章决母亲站在一旁,神色有些尴尬。
就在章决想开口拒绝的当口,祝宏儒突然叫他名字:“小决,我上回听你父亲说,陈泊桥是你的中学同学?”
章决还没开口,他母亲先道:“是,不过他们不太熟。”
“熟不熟有什么要紧,是同学就行了,”祝宏儒笑了起来,向站在一旁的章决挤挤眼睛,“有几个人敢说自己和陈大校很熟。”
下午,章决的父母怕他累着,让他回房里睡一觉。
章决本以为自己会睡不着,没想到躺下去,睡意就翻涌而至,一直到傍晚六点才被母亲的来电惊醒。
“小决,到了吗?”母亲问他。
章决一边说马上到,一边手忙脚乱地换了正装,走下楼去。
母亲穿着礼服,正在电梯旁等他:“你父亲已经先过去了。”
她挽着章决,两人一块儿走向晚宴的地点。
晚宴办在酒店深处草坪上的一栋玻璃房子里,玻璃房内外都有布置,向入口的保镖出示了邀请函,章决和母亲走到了站在玻璃房附近,正和朋友交谈的章赋身边。

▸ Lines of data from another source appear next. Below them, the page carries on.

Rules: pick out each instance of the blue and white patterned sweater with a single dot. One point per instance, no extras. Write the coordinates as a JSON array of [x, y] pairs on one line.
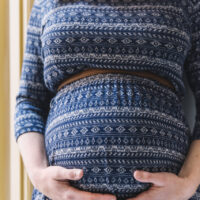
[[66, 36]]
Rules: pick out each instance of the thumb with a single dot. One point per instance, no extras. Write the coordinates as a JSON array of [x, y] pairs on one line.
[[61, 173], [153, 177]]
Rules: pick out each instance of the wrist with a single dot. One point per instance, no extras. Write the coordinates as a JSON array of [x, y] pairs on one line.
[[35, 175], [190, 183]]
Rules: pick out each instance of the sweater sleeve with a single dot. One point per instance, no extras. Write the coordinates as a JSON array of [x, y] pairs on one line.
[[192, 64], [33, 97]]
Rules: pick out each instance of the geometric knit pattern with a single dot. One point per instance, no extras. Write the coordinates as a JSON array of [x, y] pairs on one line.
[[112, 124], [65, 37]]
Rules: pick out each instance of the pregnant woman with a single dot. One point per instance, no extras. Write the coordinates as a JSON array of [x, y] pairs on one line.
[[101, 90]]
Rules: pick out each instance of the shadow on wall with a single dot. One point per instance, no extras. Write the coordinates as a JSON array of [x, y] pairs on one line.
[[189, 104]]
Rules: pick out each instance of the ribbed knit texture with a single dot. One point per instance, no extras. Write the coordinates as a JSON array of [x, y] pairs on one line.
[[65, 37]]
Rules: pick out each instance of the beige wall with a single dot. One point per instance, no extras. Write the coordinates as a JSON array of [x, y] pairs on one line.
[[4, 102]]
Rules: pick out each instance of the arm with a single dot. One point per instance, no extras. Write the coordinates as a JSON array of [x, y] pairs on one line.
[[33, 160], [191, 166]]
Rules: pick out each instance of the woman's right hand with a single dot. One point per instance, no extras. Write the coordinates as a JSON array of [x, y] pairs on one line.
[[52, 181]]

天色渐晚,晚宴现场的小彩灯亮起来,乐团在不远处演奏音乐。
祝太太上台,简短地致了辞,募捐拍卖会在一小时后开始。
章决和父母站在一起,眼睛忍不住四下寻找,没有看到陈泊桥。倒是父亲的朋友恰好提起,说陈泊桥还没到。
过了不多时,他身后传来一阵很小的骚乱,章决回头去看,见有些人围在一起,祝先生和太太快步走过去,便知道是陈泊桥到了。

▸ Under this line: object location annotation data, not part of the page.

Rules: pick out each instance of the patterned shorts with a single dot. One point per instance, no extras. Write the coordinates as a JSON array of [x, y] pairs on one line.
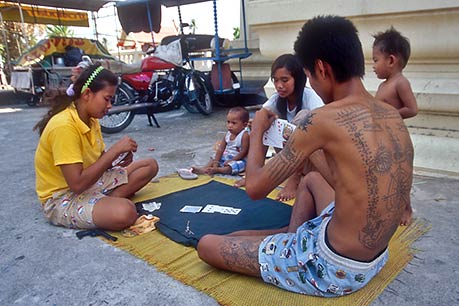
[[237, 166], [68, 209], [302, 262]]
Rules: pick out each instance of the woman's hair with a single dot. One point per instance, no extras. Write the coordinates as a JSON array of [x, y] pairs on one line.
[[93, 77], [334, 40], [293, 65]]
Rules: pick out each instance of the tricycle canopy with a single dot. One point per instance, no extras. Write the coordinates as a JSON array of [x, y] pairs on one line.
[[45, 49]]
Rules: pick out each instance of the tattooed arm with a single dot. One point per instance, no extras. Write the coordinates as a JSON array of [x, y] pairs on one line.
[[262, 179]]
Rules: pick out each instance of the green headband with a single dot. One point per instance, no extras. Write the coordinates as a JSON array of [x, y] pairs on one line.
[[91, 78]]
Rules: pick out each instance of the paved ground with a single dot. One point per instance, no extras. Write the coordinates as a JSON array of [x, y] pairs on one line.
[[44, 265]]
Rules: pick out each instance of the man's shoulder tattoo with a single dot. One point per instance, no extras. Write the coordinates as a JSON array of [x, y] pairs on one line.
[[306, 122]]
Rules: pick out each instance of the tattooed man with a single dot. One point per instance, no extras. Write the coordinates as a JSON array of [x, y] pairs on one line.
[[341, 221]]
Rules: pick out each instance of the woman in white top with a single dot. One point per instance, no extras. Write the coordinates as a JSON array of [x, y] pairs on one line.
[[291, 102]]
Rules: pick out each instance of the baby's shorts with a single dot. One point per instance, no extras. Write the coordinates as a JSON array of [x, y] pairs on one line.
[[302, 262], [68, 209], [237, 166]]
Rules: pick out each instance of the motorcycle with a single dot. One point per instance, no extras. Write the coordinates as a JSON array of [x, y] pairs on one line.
[[159, 86]]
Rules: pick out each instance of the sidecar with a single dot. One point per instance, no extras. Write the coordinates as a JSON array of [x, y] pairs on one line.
[[48, 65]]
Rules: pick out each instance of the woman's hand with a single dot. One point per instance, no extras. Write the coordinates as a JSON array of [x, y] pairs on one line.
[[262, 120], [125, 144], [127, 160]]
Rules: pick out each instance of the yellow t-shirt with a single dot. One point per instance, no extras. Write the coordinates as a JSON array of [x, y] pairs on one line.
[[65, 140]]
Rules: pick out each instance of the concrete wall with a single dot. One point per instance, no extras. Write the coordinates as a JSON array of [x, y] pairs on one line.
[[433, 69]]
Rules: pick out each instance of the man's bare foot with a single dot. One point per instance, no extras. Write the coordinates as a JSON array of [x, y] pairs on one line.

与从前一样,陈泊桥身边永远有很多人,章决和父母一起看着没动,心里的起伏没有想象的那么大。
陈泊桥昨天就到北美了,睡前还催着章决要他发出院的体检报告,现在站在章决不远的地方,让章决觉得电话和现实中的陈泊桥仿佛是两个不同的人。
他们站在柔软的草坪上,嗅到酒液和食物的香气,章决低头看了看自己的鞋尖,有服务生端着酒走过,章决问他要了一杯果汁。

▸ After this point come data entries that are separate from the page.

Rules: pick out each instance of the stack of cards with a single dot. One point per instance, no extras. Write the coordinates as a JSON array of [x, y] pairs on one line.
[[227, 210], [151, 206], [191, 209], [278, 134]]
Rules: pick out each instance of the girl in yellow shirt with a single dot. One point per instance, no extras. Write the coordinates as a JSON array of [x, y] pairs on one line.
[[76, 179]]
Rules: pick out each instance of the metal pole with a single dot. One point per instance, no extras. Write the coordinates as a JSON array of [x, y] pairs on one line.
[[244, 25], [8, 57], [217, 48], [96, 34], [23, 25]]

等服务生把果汁端来,围着陈泊桥的人终于散开了一些,祝太太和他说这话,往玻璃房的方向引。
章决又看了一眼,终于看见了陈泊桥今天的样子。
他穿了很合身的正装,挺拔高大,头发长了很多,理成了和学生时代很像的样子,身边还站了一个很漂亮的女性omega。
章决觉得她长得有些眼熟,她比陈泊桥矮一个头,手搭在陈泊桥的胳膊上,笑得很甜,与陈泊桥很亲密的模样。
陈泊桥带着她,看着祝太太,边微笑点头,边一道慢慢走。
章决怔了怔,说不上来是什么心情,正想收回眼神,却不知为什么,陈泊桥忽然抬眼看向了章决。两人的目光触在了一起。
陈泊桥的脚步停了,定定地和章决对视。
直到女伴和祝太太也顺着他的眼神朝章决看过来,晃了晃他的手臂,问了他一句话。
他随即低头,对她说了不知什么话,自然地把手臂从她手里抽出来,揽了揽她的肩,和她一起,目不斜视地向章决走来。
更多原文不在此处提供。